周砚洲被点了名,表情没什么变化,只是微颔首。
阮菲珏握着那张卡,掌心发烫。
“谢谢爸妈。”她轻声说。
苏清鸢笑着摸了摸她的头:“好养身体,别的什么都不用操心。知知以后要怎么培养、读什么学校,我跟你爸都会帮着张罗,你安心做你想做的事。”
阮菲珏点头,鼻子有点酸。
她从小到大,从来没有人跟她说过这种话。
送走公婆后,阮菲珏捧着那张卡坐在床上,发了好一会儿呆。
周行远进来,看她还维持着那个姿势,走过去把卡从她手里抽走,放到床头柜上。
“别盯着了,又不会跑。”
“一千万。”阮菲珏喃。
“嫌少?”
“……你能不能正常一点。”
周行远弯了嘴角,在她身边坐下。
“我妈当年生我的时候,我爸也给了她一笔,数目比这个大,那时候周家刚起步,我爸把能给的都给了。”他淡淡道,“在他们看来,生孩子是女人在拿命拼,男方理应补偿。

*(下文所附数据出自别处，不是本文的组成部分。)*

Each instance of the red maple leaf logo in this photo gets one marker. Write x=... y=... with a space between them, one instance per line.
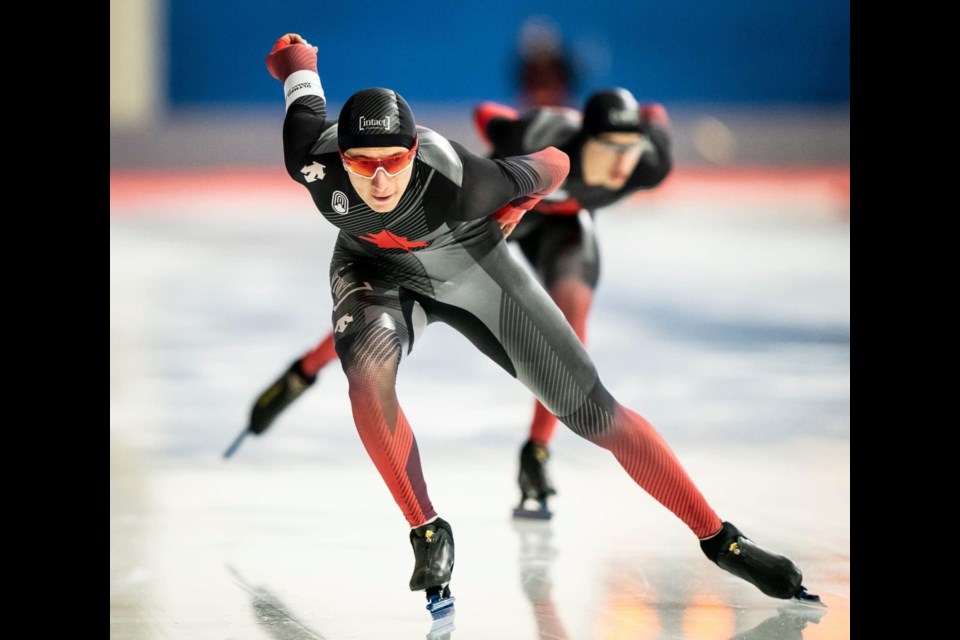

”
阮菲珏抬头看他:“那你呢?你怎么想?”
“我?”周行远偏头看她,“我觉得一千万不够。”
阮菲珏无语地推了他一把。
窗外天色渐暗,隔壁房间传来知知轻微的哼唧声,付姐的脚步声紧跟着响起,轻轻柔柔地哄着。
阮菲珏靠在周行远肩上,听着那些细碎的动静。
日子好像就是这样了。忙乱、疲惫、偶尔崩溃,但也真实、踏实、有人兜着底。
她摸了摸自己空下来的肚子,心想,这一关,总算是过来了。